• Erik Slater

Joe Harris establishing himself as a clutch player for the Brooklyn Nets

Joe Harris is establishing himself as a clutch player for the Brooklyn Nets.

Harris is having a career year and has emerged as one of the most important pieces in Brooklyn’s success.

A former second-round pick of the Cleveland Cavaliers in 2014, Harris was relegated to the D-League before being traded to the Orlando Magic and was waived upon acquisition.

Similar to Spencer Dinwiddie, Harris caught the eye of Brooklyn general manager Sean Marks. One of several castoffs scooped up by Marks, Harris has completely transformed his game in his time with Brooklyn.

Harris has emerged as one of the league’s premier sharpshooters this season, posting a career-high 48.3 percent from beyond the arc, the third-best percentage in the league.

Harris has developed a quick release that allows him to get shots off in extremely tight windows. Quickly curling off of screens with an understanding of his surroundings, Harris has consistently knocked down difficult catch and shoot threes with several hands in his face.

“Everybody just does a good job moving the ball, giving up good shots for great shots, it makes it an easy game,” Harris said on the YES Network broadcast following Wednesday’s 126-121 win over the Pelicans.

While Harris has been a lethal threat from deep, he has become much more than a shooter for Brooklyn.

In his first year with the Nets, Harris was strictly a 3-point shooter. He rarely drove to the basket, seldom grabbed an offensive rebound and was frequently beaten on the defensive end.

The University of Virginia product showed enough improvement in these areas last season to warrant being re-signed to a two-year, $16 million free agent contract in July.

Now in his third season with the Nets, Harris is excelling in each of the areas that were once absent from his makeup as a player.

He now drives to the basket with confidence, finds easy layups off of quick cuts through the lane, consistently hustles for key offensive rebounds and is no longer a liability on defense.

Harris worked extremely hard with the Nets’ strength and conditioning coaches to revamp his body to add much-needed quickness. This newfound first step allows Harris to blow by defenders off of overzealous closeouts and gain separation when running off screens for open threes.

The third-year Net has also developed crafty moves around the rim that allow him to finish consistently from all angles. Harris has a dexterity when driving to the hoop that enables him to create shots in a variety of ways.

Marks and head coach Kenny Atkinson have preached the importance of building a culture and identity since their opening days in Brooklyn. That identity would be a team that plays their hardest each night and constantly works to improve, never being satisfied.

Harris embodies this identity.

The 27-year-old plays every game as if it were Game 7 of the NBA Finals.
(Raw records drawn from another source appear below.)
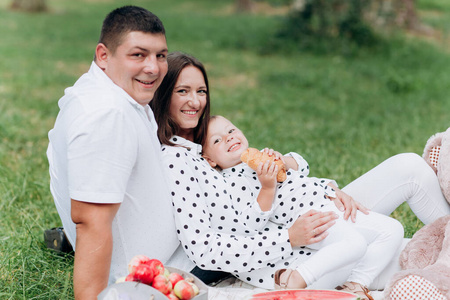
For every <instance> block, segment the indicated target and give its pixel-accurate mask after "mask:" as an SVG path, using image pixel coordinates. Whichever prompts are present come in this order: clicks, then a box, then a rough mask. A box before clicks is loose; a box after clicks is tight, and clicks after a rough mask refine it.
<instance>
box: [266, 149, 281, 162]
mask: <svg viewBox="0 0 450 300" xmlns="http://www.w3.org/2000/svg"><path fill="white" fill-rule="evenodd" d="M263 152H265V153H267V154H268V155H269V156H275V160H281V161H282V162H283V163H284V156H283V155H281V153H280V152H278V151H275V150H273V149H270V148H264V150H263Z"/></svg>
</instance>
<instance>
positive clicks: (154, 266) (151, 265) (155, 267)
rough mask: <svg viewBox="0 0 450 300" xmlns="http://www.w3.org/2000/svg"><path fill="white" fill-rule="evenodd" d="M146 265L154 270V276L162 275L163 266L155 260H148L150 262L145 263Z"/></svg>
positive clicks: (159, 261)
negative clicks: (151, 267)
mask: <svg viewBox="0 0 450 300" xmlns="http://www.w3.org/2000/svg"><path fill="white" fill-rule="evenodd" d="M146 264H147V265H149V266H150V267H152V268H153V269H154V272H155V274H156V275H162V274H164V265H163V264H162V262H160V261H159V260H157V259H155V258H154V259H150V261H148V262H146Z"/></svg>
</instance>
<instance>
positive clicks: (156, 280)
mask: <svg viewBox="0 0 450 300" xmlns="http://www.w3.org/2000/svg"><path fill="white" fill-rule="evenodd" d="M152 287H153V288H155V289H157V290H158V291H160V292H161V293H163V294H164V295H167V294H168V293H170V292H171V291H172V283H171V282H170V281H169V279H167V278H166V276H164V275H156V276H155V278H153V283H152Z"/></svg>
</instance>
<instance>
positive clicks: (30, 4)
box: [10, 0, 48, 12]
mask: <svg viewBox="0 0 450 300" xmlns="http://www.w3.org/2000/svg"><path fill="white" fill-rule="evenodd" d="M10 7H11V9H14V10H22V11H28V12H44V11H47V9H48V7H47V2H46V0H12V2H11V5H10Z"/></svg>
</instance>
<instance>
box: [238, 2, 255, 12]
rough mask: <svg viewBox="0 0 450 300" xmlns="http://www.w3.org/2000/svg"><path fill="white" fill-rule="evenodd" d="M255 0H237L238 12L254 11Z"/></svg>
mask: <svg viewBox="0 0 450 300" xmlns="http://www.w3.org/2000/svg"><path fill="white" fill-rule="evenodd" d="M252 11H253V2H252V0H236V12H238V13H240V12H252Z"/></svg>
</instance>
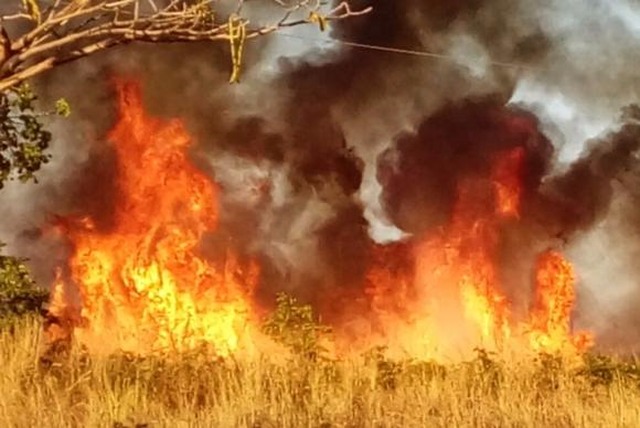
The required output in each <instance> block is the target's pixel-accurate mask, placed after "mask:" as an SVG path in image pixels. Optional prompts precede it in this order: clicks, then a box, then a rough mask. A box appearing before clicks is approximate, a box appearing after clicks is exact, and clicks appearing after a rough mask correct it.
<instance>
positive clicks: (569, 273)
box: [368, 147, 591, 359]
mask: <svg viewBox="0 0 640 428" xmlns="http://www.w3.org/2000/svg"><path fill="white" fill-rule="evenodd" d="M524 160H525V152H524V150H523V149H522V148H520V147H518V148H515V149H512V150H508V151H505V152H503V153H501V154H499V156H496V157H495V159H493V161H492V162H491V165H492V168H491V171H490V173H489V174H488V175H486V176H483V175H482V174H481V173H480V174H473V175H470V176H468V177H466V178H464V179H462V180H461V182H459V183H458V192H457V200H456V202H455V204H454V207H453V211H452V216H451V219H450V221H449V222H448V224H446V225H444V226H443V227H441V228H440V229H439V230H437V231H436V232H435V233H433V232H432V233H430V234H428V235H426V236H425V237H424V238H422V239H421V240H418V241H417V242H414V243H413V244H412V245H413V248H414V251H413V259H414V262H415V269H414V272H413V274H410V273H407V272H404V273H403V274H402V275H398V274H392V273H391V272H390V271H389V270H388V269H387V268H386V267H385V263H384V261H383V262H380V261H377V262H376V264H375V266H373V267H372V269H371V273H370V278H369V283H368V292H369V294H370V295H371V296H372V298H371V301H372V303H373V305H372V307H373V312H374V314H375V316H376V318H377V319H378V320H379V322H380V323H382V324H384V327H382V328H379V330H380V331H381V332H380V334H381V335H382V336H383V340H384V341H385V344H386V345H388V346H389V347H390V349H392V352H393V351H394V349H395V352H400V353H402V354H405V355H409V356H414V357H415V356H419V357H429V358H446V359H450V358H457V357H462V356H465V355H468V354H469V353H470V352H472V351H473V350H474V349H475V348H483V349H489V350H493V351H496V352H502V351H505V352H507V353H508V354H510V355H514V354H519V353H521V352H522V351H525V352H529V351H533V352H561V353H569V354H575V353H576V352H581V351H583V350H585V349H587V348H588V347H589V346H590V345H591V339H590V336H589V334H586V333H577V334H574V333H573V332H572V329H571V325H570V320H571V313H572V310H573V305H574V303H575V285H576V284H575V274H574V272H573V268H572V266H571V264H570V263H569V262H568V261H566V260H565V259H564V258H563V257H562V255H561V254H560V253H558V252H555V251H549V252H546V253H544V254H542V255H541V256H540V257H539V259H538V263H537V265H536V266H535V281H534V284H533V294H534V296H533V298H534V300H535V304H534V305H533V308H532V309H531V311H530V312H529V314H528V315H527V316H526V318H525V319H520V320H518V319H516V316H515V314H514V313H513V312H514V311H513V305H512V302H510V301H509V300H508V298H507V296H506V295H505V292H504V290H503V287H502V284H501V277H500V273H501V272H500V270H499V260H498V249H499V239H500V230H501V227H502V226H503V225H504V224H505V223H506V222H510V221H518V220H519V218H520V200H521V180H522V174H523V168H524ZM407 282H412V286H407ZM388 301H394V302H396V304H395V305H393V306H392V305H390V304H388V303H387V304H385V305H381V304H380V302H388ZM398 306H402V307H403V309H402V310H398V309H397V307H398Z"/></svg>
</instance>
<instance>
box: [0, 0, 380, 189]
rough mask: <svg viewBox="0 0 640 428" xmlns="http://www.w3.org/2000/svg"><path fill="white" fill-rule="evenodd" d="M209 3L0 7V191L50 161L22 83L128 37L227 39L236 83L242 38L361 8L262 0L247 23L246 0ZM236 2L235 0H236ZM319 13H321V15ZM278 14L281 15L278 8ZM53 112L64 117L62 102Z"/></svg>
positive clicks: (48, 144) (138, 39)
mask: <svg viewBox="0 0 640 428" xmlns="http://www.w3.org/2000/svg"><path fill="white" fill-rule="evenodd" d="M228 3H231V4H228V5H227V6H226V7H227V9H229V7H230V6H231V8H230V10H227V11H225V10H222V6H220V5H219V3H218V2H217V1H215V0H195V1H194V0H167V1H163V0H9V1H8V3H7V4H5V3H4V2H3V4H2V6H0V188H1V187H2V185H3V183H4V182H5V181H7V180H9V179H13V178H18V179H20V180H23V181H26V180H29V179H33V178H34V177H35V176H34V174H35V172H36V171H38V170H39V169H40V167H41V166H42V165H43V164H45V163H46V162H47V161H48V160H49V155H48V154H47V152H46V150H47V148H48V146H49V142H50V140H51V134H50V133H49V132H48V131H46V129H45V128H44V127H43V124H42V122H41V120H40V119H41V118H42V116H46V115H48V114H50V113H51V112H44V113H38V112H37V111H36V110H35V108H34V102H35V100H36V97H35V95H34V94H33V92H32V91H31V89H30V87H29V86H28V85H27V82H28V81H29V80H30V79H32V78H34V77H36V76H38V75H40V74H42V73H44V72H46V71H49V70H51V69H53V68H55V67H57V66H60V65H63V64H66V63H69V62H72V61H76V60H78V59H80V58H84V57H86V56H89V55H93V54H94V53H96V52H99V51H102V50H105V49H109V48H112V47H115V46H120V45H125V44H129V43H134V42H150V43H175V42H202V41H211V42H215V41H227V42H229V47H230V51H231V52H230V58H231V60H230V63H231V70H232V71H231V81H232V82H238V81H239V78H240V70H241V65H242V53H243V48H244V42H245V41H246V40H249V39H252V38H255V37H258V36H261V35H265V34H269V33H272V32H274V31H277V30H280V29H283V28H287V27H293V26H297V25H302V24H306V23H317V24H319V25H320V28H321V29H322V30H324V27H325V24H326V22H327V21H331V20H339V19H345V18H349V17H352V16H356V15H360V14H364V13H367V12H368V11H369V10H370V8H366V9H362V10H358V11H354V10H352V9H351V8H350V7H349V3H348V2H342V3H340V4H338V5H337V6H335V7H334V8H328V9H327V8H325V7H324V6H325V2H321V1H319V0H297V1H287V2H283V1H280V0H262V3H263V4H262V5H261V6H262V7H263V8H264V7H267V6H271V7H272V8H273V9H274V11H273V12H276V13H275V14H273V13H272V14H271V15H270V16H277V17H278V18H277V19H276V20H275V21H273V22H267V23H261V24H256V25H253V24H252V23H251V22H250V21H249V19H248V17H247V15H246V14H245V10H246V9H247V8H246V7H245V4H244V3H245V2H244V1H243V0H236V1H235V2H228ZM234 3H235V5H234ZM323 11H324V13H323ZM278 12H279V13H278ZM56 111H57V113H59V114H62V115H65V116H66V115H68V114H69V106H68V104H67V103H66V102H65V101H64V100H61V101H59V102H58V103H57V104H56Z"/></svg>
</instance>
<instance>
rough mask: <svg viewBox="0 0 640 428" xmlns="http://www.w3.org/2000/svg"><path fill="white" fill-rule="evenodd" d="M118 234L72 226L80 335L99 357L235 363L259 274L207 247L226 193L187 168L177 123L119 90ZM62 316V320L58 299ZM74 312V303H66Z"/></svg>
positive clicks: (195, 168)
mask: <svg viewBox="0 0 640 428" xmlns="http://www.w3.org/2000/svg"><path fill="white" fill-rule="evenodd" d="M117 90H118V107H119V118H118V122H117V125H116V126H115V128H114V129H113V130H112V131H111V133H110V134H109V140H110V141H112V142H113V147H114V149H115V153H116V155H117V160H118V165H117V177H116V180H117V181H116V187H117V196H116V200H115V208H114V212H113V227H112V228H110V229H109V230H99V229H98V228H97V227H96V226H95V224H94V222H93V221H92V219H91V218H84V219H81V220H79V221H70V222H68V227H67V229H68V230H67V235H68V237H69V239H70V240H71V242H72V243H73V247H74V253H73V256H72V258H71V260H70V264H69V270H70V278H71V281H72V283H73V285H75V286H76V287H77V288H78V292H79V295H80V304H81V309H80V314H79V316H80V318H81V319H82V324H80V325H78V326H76V330H75V335H76V337H77V338H78V340H79V341H80V342H82V343H83V344H85V345H86V346H88V347H89V348H94V349H96V350H107V351H109V350H114V349H117V350H124V351H129V352H135V353H147V352H155V351H164V350H177V351H182V350H189V349H193V348H196V347H199V346H201V345H209V346H211V347H213V349H214V350H215V352H216V353H218V354H221V355H226V354H228V353H230V352H232V351H234V350H235V349H236V348H237V347H238V345H239V341H240V340H241V337H240V336H241V333H242V331H243V329H244V328H246V327H247V325H249V321H250V315H251V311H250V309H251V307H250V304H249V303H248V302H249V295H250V293H251V291H252V288H253V286H254V284H255V281H256V279H257V277H256V275H257V268H256V267H255V266H254V265H249V266H242V265H241V264H240V263H239V261H238V260H237V258H236V257H235V256H234V255H233V254H228V257H227V258H226V260H224V261H223V262H221V263H218V264H216V265H214V264H213V263H211V262H209V261H207V260H205V259H204V258H202V257H201V256H200V255H199V244H200V241H201V239H202V237H203V235H204V234H205V233H206V232H207V231H211V230H213V229H215V227H216V223H217V218H218V207H217V198H218V192H219V190H218V188H217V187H216V186H215V185H214V184H213V183H212V182H211V181H210V180H209V179H208V178H207V177H206V176H205V175H204V174H203V173H201V172H200V171H198V170H197V169H196V168H195V167H194V166H193V165H192V164H191V163H190V162H189V160H188V159H187V153H186V152H187V149H188V148H189V145H190V139H189V136H188V134H187V132H186V130H185V129H184V127H183V125H182V124H181V122H180V121H178V120H172V121H161V120H158V119H154V118H151V117H149V116H148V115H147V114H146V113H145V110H144V107H143V103H142V95H141V89H140V87H139V86H138V84H136V83H134V82H130V81H118V83H117ZM56 296H57V300H58V301H57V302H52V303H53V307H54V308H53V311H58V312H59V311H61V310H62V306H63V304H62V303H61V302H60V297H59V295H56ZM67 302H68V300H67Z"/></svg>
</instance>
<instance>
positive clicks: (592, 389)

He consistently makes hustle plays in the closing minutes of tight games that are often overlooked.

A constant theme for Brooklyn this season has been their lack of a closer. While Harris is not a star, he has fearlessly taken the role of the closer on numerous occasions for this young Nets team.

In a Dec. 26 double-overtime win over Charlotte, Harris nailed game-tying 3s on back-to-back possessions in the final 1:13 of the fourth quarter. He also came up with the game-winning steal and layup with 3.4 seconds left in the second overtime.

In Wednesday’s win over New Orleans, Harris halted a 15-1 Pelicans run with a layup off a beautiful cut at the 4:50 mark. The guard then grabbed a key offensive rebound for a putback layup with 3:30 remaining.

With 35.6 seconds left, Harris drove to the rim to put the Nets up seven and close the game out.

These three plays were vital in holding off a surge by the Pelicans that cut a 21-point second half lead down to five. The shooting guard finished with 21 points on 9-of-16 shooting from the field.

Harris has played a huge role in the Nets’ recent success, averaging 15.6 points per game in Brooklyn’s last 11 contests.

Despite being a 3-point shooter, Harris’ biggest plays are often made on drives to the basket, cuts without the ball or offensive rebounds for putbacks. Nets fans have become accustomed to these under-the-radar hustle plays at key moments in close games.

The nature of Harris’ game often does not garner widespread recognition. There is nothing flashy about Harris as a player. He does what it takes to win and he does it on a nightly basis.

Harris has made his way from a D-League player to one of the best 3-point shooters in the league and a key component in the Nets’ success. He is yet another shining example of the outstanding work being done by Brooklyn’s front office and player development staff.

Wednesday’s win brings the Nets to 18-21 and they remained a half-game out of eighth place in the Eastern Conference.

Brooklyn will look to continue their move up the standings as they travel to meet the Memphis Grizzlies Friday night.